Replace MY_ID_NAME by an id to identify your key in the SNET-CLI. This id will not be seen by anyone. It’s just a way to make it easier for you to refer to your private key (you may have many, btw) in following ‘snet’ commands. This alias is kept locally in the container and will vanish when it’s shutdown. KEY_TYPE can be either

  • key
  • rpc
  • mnemonic
  • ledger
  • trezor

You may find detailed information regarding key types (and other SNET-CLI features) in https://github.com/singnet/snet-cli.

In this tutorial we’ll use KEY_TYPE == key. Enter your private key when prompted (in Metamask: menu -> details -> export private key)

Step 10: Creating an organization

Optional if you already have an organization

Create an organization and add your key to it.

# snet organization create ORGANIZATION_NAME PUBLIC_KEY

Replace ORGANIZATION_NAME by a name of your choice and replace PUBLIC_KEY by the public key associated with the private key you used previously.

If you want to join an existing organization (e.g. SNET), ask the owner to add your key before proceeding. In this tutorial we assume you’ll use SNET.

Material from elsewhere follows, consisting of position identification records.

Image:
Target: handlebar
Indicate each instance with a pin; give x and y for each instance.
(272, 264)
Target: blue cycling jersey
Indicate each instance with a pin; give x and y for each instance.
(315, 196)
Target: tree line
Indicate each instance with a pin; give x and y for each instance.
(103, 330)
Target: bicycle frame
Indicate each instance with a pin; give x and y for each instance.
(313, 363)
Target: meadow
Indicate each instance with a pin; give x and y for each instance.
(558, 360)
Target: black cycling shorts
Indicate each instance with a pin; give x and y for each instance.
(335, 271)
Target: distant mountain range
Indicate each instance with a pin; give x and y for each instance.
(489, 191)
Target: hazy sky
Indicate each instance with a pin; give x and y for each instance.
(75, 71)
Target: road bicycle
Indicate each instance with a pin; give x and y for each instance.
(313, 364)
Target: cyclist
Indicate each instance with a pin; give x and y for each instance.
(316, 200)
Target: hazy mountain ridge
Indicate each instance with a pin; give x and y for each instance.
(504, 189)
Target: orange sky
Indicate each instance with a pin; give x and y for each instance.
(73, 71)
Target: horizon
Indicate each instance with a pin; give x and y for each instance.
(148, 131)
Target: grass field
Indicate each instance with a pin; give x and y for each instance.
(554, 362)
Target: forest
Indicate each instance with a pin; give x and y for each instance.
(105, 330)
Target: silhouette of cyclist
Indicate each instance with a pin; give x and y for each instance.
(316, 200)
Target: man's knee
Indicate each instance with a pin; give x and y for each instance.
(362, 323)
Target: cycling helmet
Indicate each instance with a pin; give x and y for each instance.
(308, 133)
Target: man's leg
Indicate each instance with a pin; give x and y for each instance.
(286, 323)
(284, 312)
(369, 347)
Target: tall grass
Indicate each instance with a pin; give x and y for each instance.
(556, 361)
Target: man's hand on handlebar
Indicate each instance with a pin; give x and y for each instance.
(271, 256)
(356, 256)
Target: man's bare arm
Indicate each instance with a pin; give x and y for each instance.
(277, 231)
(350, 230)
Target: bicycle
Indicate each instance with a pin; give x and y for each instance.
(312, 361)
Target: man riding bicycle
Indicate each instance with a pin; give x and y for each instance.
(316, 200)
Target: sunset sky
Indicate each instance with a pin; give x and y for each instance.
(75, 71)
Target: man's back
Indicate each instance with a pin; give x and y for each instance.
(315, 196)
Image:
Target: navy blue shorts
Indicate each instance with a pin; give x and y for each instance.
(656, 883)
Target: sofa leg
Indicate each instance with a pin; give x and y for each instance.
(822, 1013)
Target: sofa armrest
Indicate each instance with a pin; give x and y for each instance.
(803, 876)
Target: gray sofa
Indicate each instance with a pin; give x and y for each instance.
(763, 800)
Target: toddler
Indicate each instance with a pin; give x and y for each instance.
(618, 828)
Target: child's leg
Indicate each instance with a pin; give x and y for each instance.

Step 11: Editing our JSON file

Edit a JSON configuration file for your service. We already have a valid service.json in project’s folder looking like this:

{
    "name": "math-operations",
    "service_spec": "src/service_spec",
    "organization": "SNET",
    "path": "",
    "price": 0,
    "endpoint": "http://localhost:7000",
    "tags": [
        "[]"
    ],
    "metadata": {
        "description": ""
    }
}

Anyway we’ll change it to add some useful information in tags and description.

{
    "name": "math-operations",
    "service_spec": "src/service_spec",
    "organization": "SNET",
    "path": "",
    "price": 0,
    "endpoint": "http://localhost:7000",
    "tags": ["tutorial", "math-operations", "basic"],
    "metadata": {
        "description": "A tutorial C++ service"
    }
}

You could also use SNET-CLI build the JSON configuration file using snet service init and answering the prompted questions.

Step 12: Publish and Start Service

First, make sure you killed the server proccess started in Step 7. Then publish and start your service:

# ./publishAndStartService.sh PRIVATE_KEY

Replace PRIVATE_KEY by your private key (in Metamask: menu -> details -> export private key). This will start the SNET Daemon and your service. If everything goes well you will see the blockchain trasaction logs and then the following 3 messages (respectively from: SNET-CLI, your service and SNET Daemon):

Service published!
Server listening on 0.0.0.0:7070
DEBU[0001] starting daemon                              

You can double check if it has been properly published using

# snet organization list-services SNET

Optionally you can un-publish the service

# snet service delete SNET math-operations

Actually, since this is just a tutorial, you are expected to un-publish your service as soon as you finish the tests.

Other snet commands and options (as well as their documentation) can be found here: https://github.com/singnet/snet-cli.

Step 13: Test Service

You can test your service making requests in command line

# ./testServiceRequest.sh 12 4
[blockchain log]
    response:
        v: 3

That’s it. Remember to delete your service as explained in Step 12.